Tin pack construction has altered little and there are limitations to what can be achieved in terms of shape and form but modern processes now mean that embossing and registration of print is far more accurate. Embossing the top of the lid is nothing new but we wanted to create a deep concave surface onto which we embossed the central Kiwi character. This was a new innovation that the supplier had not attempted before. Working closely with the Chinese manufacturer during development and prototyping was crucial to achieving the final design as originally conceived and within the cost targets imposed.
Have you noticed any change of perception of this packaging material in recent years?
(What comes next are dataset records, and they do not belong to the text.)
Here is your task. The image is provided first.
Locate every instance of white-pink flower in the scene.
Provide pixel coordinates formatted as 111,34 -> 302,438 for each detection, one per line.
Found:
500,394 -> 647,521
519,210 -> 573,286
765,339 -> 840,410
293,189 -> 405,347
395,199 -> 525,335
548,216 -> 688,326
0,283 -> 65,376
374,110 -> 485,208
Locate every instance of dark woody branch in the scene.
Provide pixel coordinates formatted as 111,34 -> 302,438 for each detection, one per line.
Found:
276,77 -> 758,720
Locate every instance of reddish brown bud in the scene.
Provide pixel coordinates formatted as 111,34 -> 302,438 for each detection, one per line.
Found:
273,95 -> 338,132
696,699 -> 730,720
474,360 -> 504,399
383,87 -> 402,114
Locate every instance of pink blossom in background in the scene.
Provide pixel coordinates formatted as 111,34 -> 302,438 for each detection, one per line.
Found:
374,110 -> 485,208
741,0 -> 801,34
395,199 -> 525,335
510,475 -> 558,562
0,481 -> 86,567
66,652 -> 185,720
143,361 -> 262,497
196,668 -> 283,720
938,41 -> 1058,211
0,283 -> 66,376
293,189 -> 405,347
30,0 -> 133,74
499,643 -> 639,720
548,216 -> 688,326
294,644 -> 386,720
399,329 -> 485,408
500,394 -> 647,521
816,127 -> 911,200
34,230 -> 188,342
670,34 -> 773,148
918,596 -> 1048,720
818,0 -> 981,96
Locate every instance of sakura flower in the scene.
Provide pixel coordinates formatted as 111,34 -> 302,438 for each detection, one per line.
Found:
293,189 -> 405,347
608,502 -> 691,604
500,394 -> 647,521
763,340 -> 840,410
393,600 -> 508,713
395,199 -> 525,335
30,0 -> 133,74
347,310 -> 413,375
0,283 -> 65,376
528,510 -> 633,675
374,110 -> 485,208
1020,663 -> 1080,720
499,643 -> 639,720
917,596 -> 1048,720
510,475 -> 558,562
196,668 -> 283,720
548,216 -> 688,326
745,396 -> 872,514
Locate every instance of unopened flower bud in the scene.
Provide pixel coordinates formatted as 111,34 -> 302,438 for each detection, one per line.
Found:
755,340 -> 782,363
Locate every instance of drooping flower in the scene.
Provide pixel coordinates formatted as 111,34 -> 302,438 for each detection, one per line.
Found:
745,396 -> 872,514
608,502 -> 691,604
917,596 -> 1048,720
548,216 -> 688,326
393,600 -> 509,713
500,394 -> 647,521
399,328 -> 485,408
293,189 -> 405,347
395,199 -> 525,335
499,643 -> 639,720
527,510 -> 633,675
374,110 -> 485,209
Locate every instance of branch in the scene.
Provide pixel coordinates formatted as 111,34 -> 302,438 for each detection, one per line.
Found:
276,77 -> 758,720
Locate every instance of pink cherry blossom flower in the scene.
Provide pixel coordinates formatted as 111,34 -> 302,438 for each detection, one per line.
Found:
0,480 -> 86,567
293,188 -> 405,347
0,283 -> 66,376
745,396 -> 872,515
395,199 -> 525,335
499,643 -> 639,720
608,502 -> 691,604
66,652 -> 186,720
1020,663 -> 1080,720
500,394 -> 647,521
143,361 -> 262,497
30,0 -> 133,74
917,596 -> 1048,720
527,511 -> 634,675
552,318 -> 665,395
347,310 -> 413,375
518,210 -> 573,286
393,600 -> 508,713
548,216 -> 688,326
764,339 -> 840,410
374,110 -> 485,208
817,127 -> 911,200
Tin is enjoying something of a revival as a means of offering a durable and practical storage container. It is especially pertinent when used in the context of sustainability and the environmental impact of single use packaging. Latest figures show steel as Europe's most recycled packaging material for the 12th consecutive year with the recycle rate of tinplate increasing from 25% in 1991 to 74% in 2012.
When durable tins are provided with lightweight and minimal refill packs they deliver a compelling combination that reduces waste whilst delivering functional benefits that many other primary packaging cannot. Strength, waterproofing and secure sealing make tins perfect for providing airtight storage for everything from tea to biscuits and chocolates.
Tins are arguably the most kept and re-purposed items of packaging ever produced and a good, attractively designed tin can end up being used for years, if not decades. Increasingly consumers are making purchase decisions based on environmental factors and packs that can be used within a circular economy or ‘up-cycled’ are perceived in a positive way.
How did you go about capturing a New Zealand feel for the brand?
The brand identity (created by Turner Duckworth) has a strong graphic presence combining bold typography with a memorable Kiwi character that instantly communicates a New Zealand provenance and flavour. The role of structural packaging is to compliment and support the two-dimensional branding but there was also an opportunity to reflect other Ti Ora brand values.
Where the typography has imperfections that echo the irregularities of nature the tin has a simplicity which hints at purity and perfection. Where the Kiwi delivers a ‘smile in the mind’ with its charm the cube-like proportions of the tin also engage and encourage people to pick it up and explore its surfaces.
The Ti Ora tin design doesn’t attempt to be overtly ‘New Zealand’ and, whilst being ‘natural’ the brand is bright, refreshing and uplifting. The inherent sensorial qualities delivered by its flawless, eggshell finish, tactile embossing, snug-fitting lid and aesthetically pleasing proportions were all inspired by the countries amazing mountains, valleys, skies and vistas.